The feds are reportedly probing whether shooting suspect Jared Lee Loughner has ties to an anti-Semitic, anti-government hate group that has ads for tea party organizations on its website.

A Department of Homeland Security memo quoted by Fox News says the agency is looking into whether Loughner is “possibly linked” to the fanatical group American Renaissance.

The group promotes views that are “anti-government, anti-immigration, anti-ZOG (Zionist Occupation Government), anti-Semitic,” the memo says.

It’s not immediately clear that Loughner is actually a member.

Arizona Rep. Gabrielle Giffords, the target of Loughner’s firing frenzy, is “the first Jewish female elected to such a high position in the U.S. government. She was also opposite the group’s ideology when it came to immigration debate,” according the memo.

The group’s website features what appear to be paid advertisements for tea party versions of the “don’t tread on me” flag.

Jared Taylor, editor of American Renaissance, made clear in an interview with Fox News that the group considers itself a think tank of sorts with a conservative circular that’s available by subscription.

Asked about the memo, he said, “That is complete nonsense. I have absolutely no idea what DHS is talking about.”

He told the cable channel that his group checked subscriber lists for its circular and found no record of Loughner subscribing or attending events.

Mark Potok, director of the Southern Poverty Law Center’s Intelligence Project, described the American Renaissance’s journal as a “kind of white-collar, white supremicists outlet, better described as white nationalists” that is read by “pseudo intellectuals” and “academic racists.”

He said the group focuses on race and IQ issues, specifically that African Americans are not as intelligent as whites.

The group had a debate about whether they should also concentrate on Jews, but the majority “was not into that,” Potok said.

“Jared Taylor is not an anti-Semite,” Potok said.

George said...

I just read this at Salon by Joan Walsh. Very telling.

"Sadly, to my knowledge, no conservative leader has yet called for dialing back the rage on the right in the wake of the Giffords shooting. Sarah Palin sent condolences to Giffords' family, but said nothing about her unconscionable SarahPAC map putting 20 House members, including Giffords, in actual crosshairs for supporting healthcare reform, or her infamous Tweet telling conservatives "don't retreat, reload." Giffords' 2010 Tea Party challenger, Jesse Kelly, hasn't apologized for inviting supporters to "shoot a fully automatic M16" to "get on target for victory" and "remove Gabrielle Giffords from office." Nevada GOP Senate candidate Sharron Angle hasn't yet recanted her statement about the need to pursue "Second Amendment remedies" if political change lags behind the Tea Party's dreams."

paula said...

Well said, George.
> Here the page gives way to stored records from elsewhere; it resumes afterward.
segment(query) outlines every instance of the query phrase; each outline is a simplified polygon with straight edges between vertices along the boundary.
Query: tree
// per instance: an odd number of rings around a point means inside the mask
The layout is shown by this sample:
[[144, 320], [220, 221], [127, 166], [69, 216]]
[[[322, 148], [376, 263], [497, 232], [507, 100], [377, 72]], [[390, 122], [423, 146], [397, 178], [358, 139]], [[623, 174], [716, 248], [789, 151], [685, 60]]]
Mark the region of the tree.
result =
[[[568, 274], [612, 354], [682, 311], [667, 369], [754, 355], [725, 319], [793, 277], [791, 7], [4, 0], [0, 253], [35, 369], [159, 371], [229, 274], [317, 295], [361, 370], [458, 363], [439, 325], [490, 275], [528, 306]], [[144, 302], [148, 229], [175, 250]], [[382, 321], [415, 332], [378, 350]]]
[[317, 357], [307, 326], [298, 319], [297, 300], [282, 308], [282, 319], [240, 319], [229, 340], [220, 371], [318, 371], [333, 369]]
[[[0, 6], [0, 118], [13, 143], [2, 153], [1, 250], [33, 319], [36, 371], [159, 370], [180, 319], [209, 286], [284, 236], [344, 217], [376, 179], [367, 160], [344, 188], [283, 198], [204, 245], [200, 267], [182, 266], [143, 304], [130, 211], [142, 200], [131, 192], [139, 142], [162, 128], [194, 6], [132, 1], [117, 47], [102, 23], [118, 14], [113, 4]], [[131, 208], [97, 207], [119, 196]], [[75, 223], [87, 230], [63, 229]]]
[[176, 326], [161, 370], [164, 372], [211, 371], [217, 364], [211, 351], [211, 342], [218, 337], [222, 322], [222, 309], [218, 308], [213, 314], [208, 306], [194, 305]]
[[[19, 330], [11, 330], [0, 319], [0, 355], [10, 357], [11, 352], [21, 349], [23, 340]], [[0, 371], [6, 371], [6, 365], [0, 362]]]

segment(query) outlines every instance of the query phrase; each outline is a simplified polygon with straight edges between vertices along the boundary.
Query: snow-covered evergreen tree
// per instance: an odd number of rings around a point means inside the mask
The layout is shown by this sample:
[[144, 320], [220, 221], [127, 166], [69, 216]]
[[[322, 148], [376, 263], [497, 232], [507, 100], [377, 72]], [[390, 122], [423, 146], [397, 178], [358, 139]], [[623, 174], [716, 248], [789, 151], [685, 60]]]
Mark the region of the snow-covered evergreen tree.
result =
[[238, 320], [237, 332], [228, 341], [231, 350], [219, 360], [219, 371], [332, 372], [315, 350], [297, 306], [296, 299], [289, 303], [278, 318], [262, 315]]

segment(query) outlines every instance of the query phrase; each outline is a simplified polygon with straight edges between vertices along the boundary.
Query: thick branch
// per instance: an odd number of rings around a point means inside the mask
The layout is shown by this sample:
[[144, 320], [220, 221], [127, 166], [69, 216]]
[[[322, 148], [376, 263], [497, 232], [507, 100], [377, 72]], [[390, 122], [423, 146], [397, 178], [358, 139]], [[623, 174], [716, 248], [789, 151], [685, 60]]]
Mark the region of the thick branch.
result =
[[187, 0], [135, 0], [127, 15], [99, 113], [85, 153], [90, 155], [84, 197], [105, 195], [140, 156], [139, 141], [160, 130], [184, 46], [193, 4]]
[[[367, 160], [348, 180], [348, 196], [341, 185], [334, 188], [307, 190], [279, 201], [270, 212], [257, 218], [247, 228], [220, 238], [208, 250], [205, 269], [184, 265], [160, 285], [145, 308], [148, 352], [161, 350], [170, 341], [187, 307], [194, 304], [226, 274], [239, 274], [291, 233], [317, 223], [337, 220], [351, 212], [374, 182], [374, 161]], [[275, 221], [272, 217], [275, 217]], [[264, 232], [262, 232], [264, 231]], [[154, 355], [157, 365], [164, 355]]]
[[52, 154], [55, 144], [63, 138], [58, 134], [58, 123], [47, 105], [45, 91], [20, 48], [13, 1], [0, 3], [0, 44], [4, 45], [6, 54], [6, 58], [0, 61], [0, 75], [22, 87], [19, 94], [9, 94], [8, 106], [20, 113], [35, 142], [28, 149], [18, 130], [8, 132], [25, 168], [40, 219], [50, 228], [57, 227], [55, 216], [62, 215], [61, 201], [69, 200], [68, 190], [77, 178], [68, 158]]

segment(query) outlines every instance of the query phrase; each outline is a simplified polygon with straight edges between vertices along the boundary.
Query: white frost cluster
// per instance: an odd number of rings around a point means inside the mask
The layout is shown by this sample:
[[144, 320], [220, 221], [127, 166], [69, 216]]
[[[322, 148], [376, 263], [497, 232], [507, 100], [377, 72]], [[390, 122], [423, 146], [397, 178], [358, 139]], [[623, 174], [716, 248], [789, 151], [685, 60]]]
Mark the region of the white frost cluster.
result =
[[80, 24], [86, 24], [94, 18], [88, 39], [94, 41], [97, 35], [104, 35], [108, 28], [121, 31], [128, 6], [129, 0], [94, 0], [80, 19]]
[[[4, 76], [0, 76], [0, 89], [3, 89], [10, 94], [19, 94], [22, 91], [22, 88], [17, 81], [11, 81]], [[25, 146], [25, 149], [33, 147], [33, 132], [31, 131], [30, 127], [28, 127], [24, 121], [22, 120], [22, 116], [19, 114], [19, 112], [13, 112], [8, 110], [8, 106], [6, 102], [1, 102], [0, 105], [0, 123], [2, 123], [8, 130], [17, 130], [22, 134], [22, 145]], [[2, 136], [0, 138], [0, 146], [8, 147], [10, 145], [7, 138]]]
None of this rhetoric has anything to do with differences in political policy. What you hear day in and day out from the right is a call to arms, with little regard for the consequences of that call.
What political disagreements are we talking about, SP? Arguments are conducted between serious, thoughtful people who show respect for each other. These threats are against people, not policies, and they're couched in the language of death and destruction, not the merits of certain policies or pending legislation.
We've got people who entertain the thought of running for high office actually saying they want to "take out" the opposition, remove that person from office using any means necessary, etc. That's the talk of war and thuggery, not political discourse. There's no place in a serious democracy for personal threats, even empty ones designed to attract attention and make the speaker look bigger and more powerful than he or she actually is.

Nance said...

Paranoid schizophrenia will find its narrative in the paranoid preachings of the day. It will find its narrative, regardless, but its secondary victims will be specific: they will be the enemies identified by those preachers.